Why do the molecules that have the structures such as H2C=C=CH2 or HO-CH=CH2 are unstable?
Molecules with structures like H2C=C=CH2 or HO-CH=CH2 are considered unstable due to their high reactivity and tendency to undergo chemical reactions. There are two main reasons for their instability:
1. Lack of Saturation: In these structures, there are multiple carbon-carbon double bonds present, which result in unsaturation. Double bonds are more reactive than single bonds as they contain higher electron density, making them susceptible to attack by other species. This reactivity can lead to the molecule's decomposition or reaction with other compounds.

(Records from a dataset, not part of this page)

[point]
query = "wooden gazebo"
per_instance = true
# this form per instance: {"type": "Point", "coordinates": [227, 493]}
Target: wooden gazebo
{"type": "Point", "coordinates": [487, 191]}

2. Electron Delocalization: In molecules like H2C=C=CH2 or HO-CH=CH2, the presence of double bonds allows for electron delocalization or resonance. Resonance occurs when electron pairs are able to move between different atoms within a molecule, resulting in stabilization. However, in highly unsaturated molecules, this electron delocalization can also lead to instability. The movement of electrons can generate reactive intermediates or species with high energy levels, increasing their reactivity and instability.
To understand the instability of such molecules, one can utilize the concept of electron counting and molecular orbital theory. By analyzing the electron distribution and bonding patterns, it becomes evident why molecules with structures like H2C=C=CH2 or HO-CH=CH2 are prone to reactivity and instability.